Les médias ont insisté sur le fait que la convention citoyenne sur la fin de vie, dans son rapport final, appelle à repenser le cadre d’accompagnement de la fin de vie  et se positionne, en majorité, pour une ouverture de « l’aide active à mourir » sous conditions. « Nous avons abordé la question de l’aide active à mourir (suicide assisté et euthanasie) dans ses dimensions éthiques, médicales, philosophiques et spirituelles. Après en avoir largement débattu, la majorité de la Convention s’est prononcée en faveur d’une ouverture à l’aide active à mourir. Notre travail révèle un nuancier d’opinions construit à partir de nos vécus et de nos convictions. Nous vous invitons à vous en saisir pour en cerner toute la complexité. » (3)

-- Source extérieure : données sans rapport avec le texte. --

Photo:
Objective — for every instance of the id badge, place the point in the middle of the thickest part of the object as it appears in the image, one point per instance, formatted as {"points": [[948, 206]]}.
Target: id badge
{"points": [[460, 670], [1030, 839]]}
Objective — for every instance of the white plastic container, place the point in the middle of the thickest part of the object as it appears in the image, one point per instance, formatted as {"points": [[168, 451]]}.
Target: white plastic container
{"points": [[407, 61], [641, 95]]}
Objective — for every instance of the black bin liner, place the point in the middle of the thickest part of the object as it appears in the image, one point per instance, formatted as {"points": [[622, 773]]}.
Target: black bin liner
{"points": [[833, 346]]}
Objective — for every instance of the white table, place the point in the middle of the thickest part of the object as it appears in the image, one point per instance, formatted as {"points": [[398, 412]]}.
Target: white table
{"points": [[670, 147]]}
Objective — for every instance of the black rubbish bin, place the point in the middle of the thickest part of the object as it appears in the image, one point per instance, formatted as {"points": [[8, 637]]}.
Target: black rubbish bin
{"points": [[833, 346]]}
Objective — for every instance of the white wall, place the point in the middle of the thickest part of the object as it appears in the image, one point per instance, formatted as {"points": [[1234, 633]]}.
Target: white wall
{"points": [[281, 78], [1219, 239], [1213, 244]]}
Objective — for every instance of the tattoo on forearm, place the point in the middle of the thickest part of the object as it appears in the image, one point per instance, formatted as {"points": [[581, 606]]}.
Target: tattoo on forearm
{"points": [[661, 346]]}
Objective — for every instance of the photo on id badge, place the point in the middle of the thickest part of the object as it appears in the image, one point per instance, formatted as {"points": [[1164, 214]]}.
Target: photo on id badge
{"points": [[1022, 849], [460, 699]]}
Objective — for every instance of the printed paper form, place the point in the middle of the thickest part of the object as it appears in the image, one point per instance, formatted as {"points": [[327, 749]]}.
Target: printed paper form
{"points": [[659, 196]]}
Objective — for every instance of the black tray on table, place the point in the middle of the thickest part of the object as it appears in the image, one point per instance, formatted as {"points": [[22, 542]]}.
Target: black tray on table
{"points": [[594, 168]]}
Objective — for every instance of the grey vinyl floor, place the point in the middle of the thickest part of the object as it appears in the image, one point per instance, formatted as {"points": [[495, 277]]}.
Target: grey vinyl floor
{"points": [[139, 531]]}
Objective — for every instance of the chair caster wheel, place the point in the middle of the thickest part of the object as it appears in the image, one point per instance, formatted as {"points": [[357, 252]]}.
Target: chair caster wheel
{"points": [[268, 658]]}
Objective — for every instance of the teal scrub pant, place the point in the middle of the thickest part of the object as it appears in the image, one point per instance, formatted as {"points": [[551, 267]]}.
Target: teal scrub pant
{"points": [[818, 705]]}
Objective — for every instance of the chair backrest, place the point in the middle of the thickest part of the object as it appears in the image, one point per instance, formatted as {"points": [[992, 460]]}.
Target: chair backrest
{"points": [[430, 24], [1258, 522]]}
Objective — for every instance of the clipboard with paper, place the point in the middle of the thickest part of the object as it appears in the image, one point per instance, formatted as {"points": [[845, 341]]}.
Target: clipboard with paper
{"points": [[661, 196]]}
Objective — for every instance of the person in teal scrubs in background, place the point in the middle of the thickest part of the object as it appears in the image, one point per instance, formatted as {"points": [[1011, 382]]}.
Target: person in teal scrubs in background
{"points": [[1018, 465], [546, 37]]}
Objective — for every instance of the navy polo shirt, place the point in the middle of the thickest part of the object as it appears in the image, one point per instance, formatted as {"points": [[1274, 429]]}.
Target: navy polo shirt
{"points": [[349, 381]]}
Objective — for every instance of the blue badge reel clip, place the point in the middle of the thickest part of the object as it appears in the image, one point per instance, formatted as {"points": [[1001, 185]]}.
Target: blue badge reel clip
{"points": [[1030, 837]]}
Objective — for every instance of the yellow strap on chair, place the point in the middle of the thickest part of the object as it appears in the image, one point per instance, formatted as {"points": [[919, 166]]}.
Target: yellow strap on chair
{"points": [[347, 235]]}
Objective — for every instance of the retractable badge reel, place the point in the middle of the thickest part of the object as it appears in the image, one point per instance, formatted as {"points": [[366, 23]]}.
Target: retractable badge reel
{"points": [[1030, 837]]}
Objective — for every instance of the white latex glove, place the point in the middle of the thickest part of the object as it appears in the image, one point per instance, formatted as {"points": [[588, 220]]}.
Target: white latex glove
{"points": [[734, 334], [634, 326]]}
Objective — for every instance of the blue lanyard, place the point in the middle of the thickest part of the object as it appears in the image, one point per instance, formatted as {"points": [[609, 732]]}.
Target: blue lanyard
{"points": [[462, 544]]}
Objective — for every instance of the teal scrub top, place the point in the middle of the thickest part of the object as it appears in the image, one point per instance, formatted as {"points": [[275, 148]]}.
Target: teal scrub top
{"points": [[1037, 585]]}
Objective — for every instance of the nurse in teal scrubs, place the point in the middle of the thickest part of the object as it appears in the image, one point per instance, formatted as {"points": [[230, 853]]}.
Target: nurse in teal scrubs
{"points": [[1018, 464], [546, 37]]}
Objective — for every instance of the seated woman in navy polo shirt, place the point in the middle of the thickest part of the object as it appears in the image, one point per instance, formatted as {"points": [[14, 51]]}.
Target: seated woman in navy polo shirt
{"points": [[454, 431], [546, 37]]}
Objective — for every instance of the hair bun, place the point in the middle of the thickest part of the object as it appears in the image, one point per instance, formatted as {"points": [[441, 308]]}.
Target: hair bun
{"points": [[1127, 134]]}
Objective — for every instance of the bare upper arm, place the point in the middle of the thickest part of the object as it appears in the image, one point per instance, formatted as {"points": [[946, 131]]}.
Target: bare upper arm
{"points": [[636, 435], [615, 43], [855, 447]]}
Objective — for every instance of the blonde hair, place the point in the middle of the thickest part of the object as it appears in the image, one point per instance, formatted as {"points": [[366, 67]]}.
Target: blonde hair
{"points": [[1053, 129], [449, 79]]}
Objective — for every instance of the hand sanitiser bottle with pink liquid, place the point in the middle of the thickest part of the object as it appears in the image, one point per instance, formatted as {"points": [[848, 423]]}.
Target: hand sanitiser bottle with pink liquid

« Il y a manifestement un esprit d’ouverture », a relevé le porte-parole du gouvernement au vu du vote, dimanche 19 février 2023, de l’assemblée des 183 citoyens qui se sont prononcés à 75 % pour l’ouverture à la possibilité légale de « l’aide active à mourir ». En clair, pour la légalisation du suicide assisté et de l’euthanasie. Pourtant, derrière une « ouverture » nette à première vue se cachent de nombreux doutes. […] Sur 167 votants le 19 février, 72 % se sont prononcés pour l’ouverture à l’accès au suicide assisté et 66 % pour l’euthanasie. « Même s’il est malhonnête de nous demander de nous prononcer sur les limites de la loi Claeys-Leonetti de 2016 puisqu’elle n’est pas pleinement appliquée, observe Dominique F., un conventionnel, ce n’est pas une raison pour ne pas reconnaître qu’elle ne répond pas à toutes les situations de fin de vie. » Une position majoritaire qui n’empêche pas les minoritaires de s’exprimer. « Je ne nie pas qu’il existe des cas de douleurs réfractaires [qu’aucun traitement ne permet de soulager], confie Soline C. Je sais que la médecine ne peut pas tout. Mais l’ouverture à l’aide active à mourir est ingérable, dit cette conventionnelle, car on n’aura jamais les garanties du caractère éclairé de la décision de la personne qui la demande. S’ils refusent de se montrer ouvertement critiques « de peur de nuire à la légitimité du travail engagé », plusieurs conventionnels regrettent de ne pas avoir pu « approfondir, détailler plus abondamment les propositions de la convention avant de voter », le 19 février, sur les onze questions qui concernaient « l’aide active à mourir ». Certains vont jusqu’à remettre en cause la possibilité d’avoir organisé ces votes dès lors que les travaux de la convention sur « les garde-fous » de la mise en œuvre de l’euthanasie ou du suicide assisté n’[étaient] pas terminés ni validés par « les citoyens ». (4)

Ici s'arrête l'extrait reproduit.